Land in view! Life ahead!

Maybe no. Soldiers are on duty to kill- get rid of the prisoners lest they escape.

The crew, mark you, had been ready to jump ship, expecting that prisoners aboard would have been easy fare for the wind and the waves and any sea creatures that found them.

But Paul said no. “Stay put,” was his order; and the centurion complied. Their remaining aboard ensured continuation of life.

Now they’ve tried to save their lives through efforts to run the ship aground, but this human designed machine does not comply. The forces of nature hold sway. They hit rock and the ship is literally mashed up.

This time the centurion tells the prisoners “Go”, and it’s all because of Paul. He wants to save this life; and many other lives are linked to, actually dependent on it. For the sake of this one prisoner, many are set free.

The broken ship becomes part of the salvation plan as its pieces become the surfboards for the non-swimmers among them. Broken pieces are often the stuff that God works with to restore wholeness. All are saved, just as Paul had told them.

How many times to we see the land ahead and anticipate that our schemes will get us to it? or have we felt that because we are so near, we’re truly almost there? And so, we forget to pray the last mile of the way.
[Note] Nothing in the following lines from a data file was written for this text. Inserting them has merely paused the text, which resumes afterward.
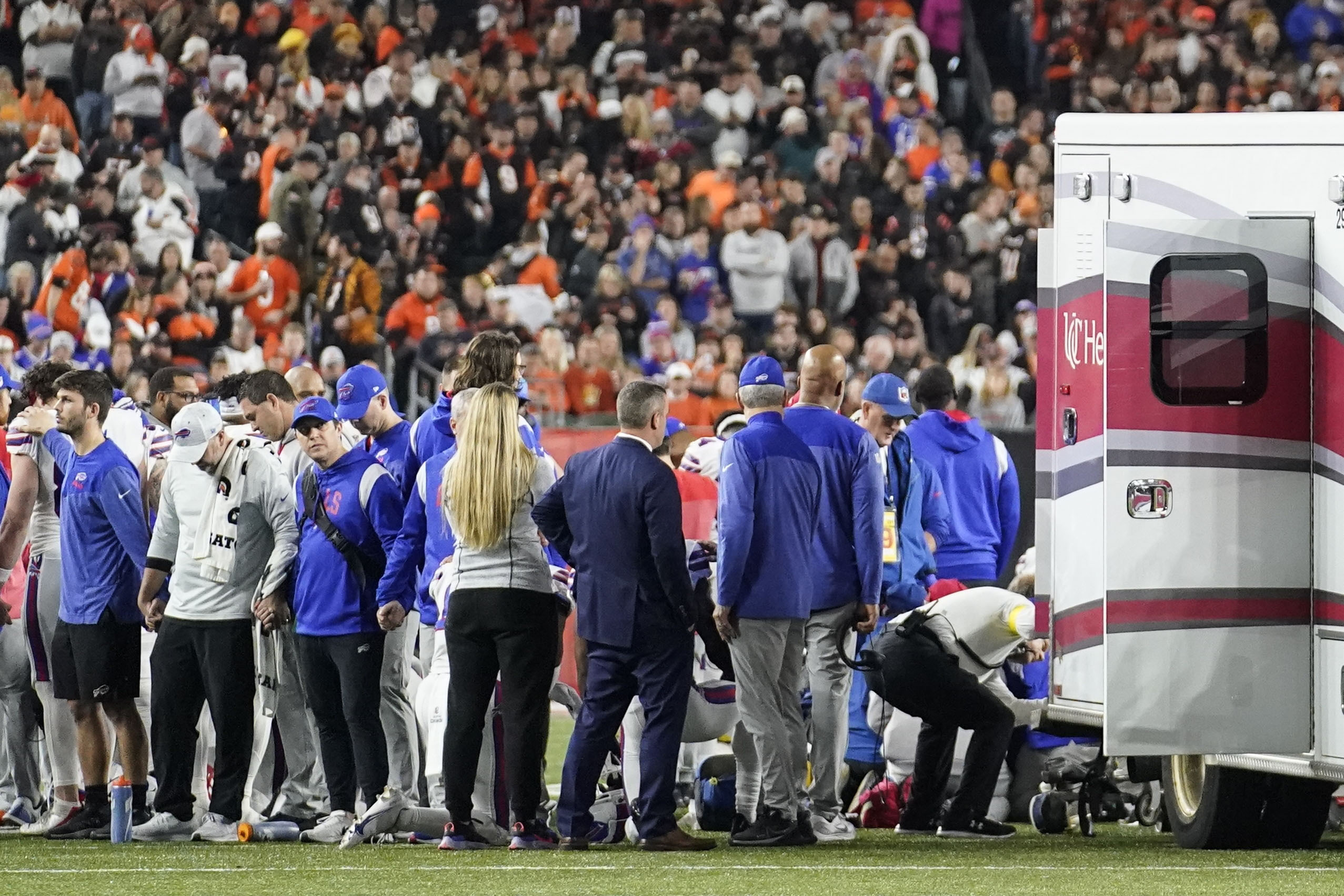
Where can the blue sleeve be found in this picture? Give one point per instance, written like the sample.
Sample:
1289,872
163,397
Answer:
119,497
406,557
936,518
1010,514
737,504
62,449
869,506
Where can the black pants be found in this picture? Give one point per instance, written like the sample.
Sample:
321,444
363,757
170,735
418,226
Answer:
343,676
195,664
510,633
918,678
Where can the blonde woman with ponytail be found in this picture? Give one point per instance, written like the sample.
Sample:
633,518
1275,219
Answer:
500,618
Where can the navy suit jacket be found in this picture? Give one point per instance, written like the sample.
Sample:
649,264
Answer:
616,518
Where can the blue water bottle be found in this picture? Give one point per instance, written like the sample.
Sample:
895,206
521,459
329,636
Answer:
120,796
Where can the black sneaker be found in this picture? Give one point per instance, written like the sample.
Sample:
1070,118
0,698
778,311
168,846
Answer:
137,817
801,833
978,829
83,824
769,829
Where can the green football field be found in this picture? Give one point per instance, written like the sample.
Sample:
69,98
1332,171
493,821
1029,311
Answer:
1120,861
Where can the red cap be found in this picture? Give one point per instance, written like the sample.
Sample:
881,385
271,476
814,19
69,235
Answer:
942,588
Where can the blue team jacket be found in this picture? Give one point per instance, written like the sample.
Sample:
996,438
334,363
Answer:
392,449
104,535
980,481
916,489
769,501
365,504
847,547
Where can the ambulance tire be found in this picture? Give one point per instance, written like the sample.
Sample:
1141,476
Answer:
1296,810
1211,807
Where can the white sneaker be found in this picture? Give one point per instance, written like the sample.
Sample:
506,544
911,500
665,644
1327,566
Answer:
61,813
833,831
19,813
217,829
330,829
163,828
378,819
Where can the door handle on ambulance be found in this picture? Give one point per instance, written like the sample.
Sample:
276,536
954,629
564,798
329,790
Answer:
1149,499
How many times might we have considered that only by grace can we make it. We might be ever so near and still far from reaching the goal. Endurance to the end is part of God’s plan, and easier to realise that’s plan with the Master Planner around. Or have we considered that getting there might mean embracing new associates along the way? The security of soldiers and prisoners’ lives was really a package deal from God, as usual surprisingly different to what they had anticipated.

  1. Lead, kindly Light, amid encircling gloom,
    Lead thou me on! Lord,

         Keep thou my feet; I do not ask to see
The distant scene; one step enough for me.


  1. I was not ever thus, nor prayed that thou
    Should’st lead me on;
    I loved to choose and see my path; but now
    Lead thou me on.
    I loved the garish day, and, spite of fears,
    Pride ruled my will: remember not past years.


  1. So long thy power hath blessed me, sure it still
    Will lead me on,
    O’er moor and fen, o’er crag and torrent, till
    The night is gone;
    And with the morn those angel faces smile,
    Which I have loved long since, and lost awhile.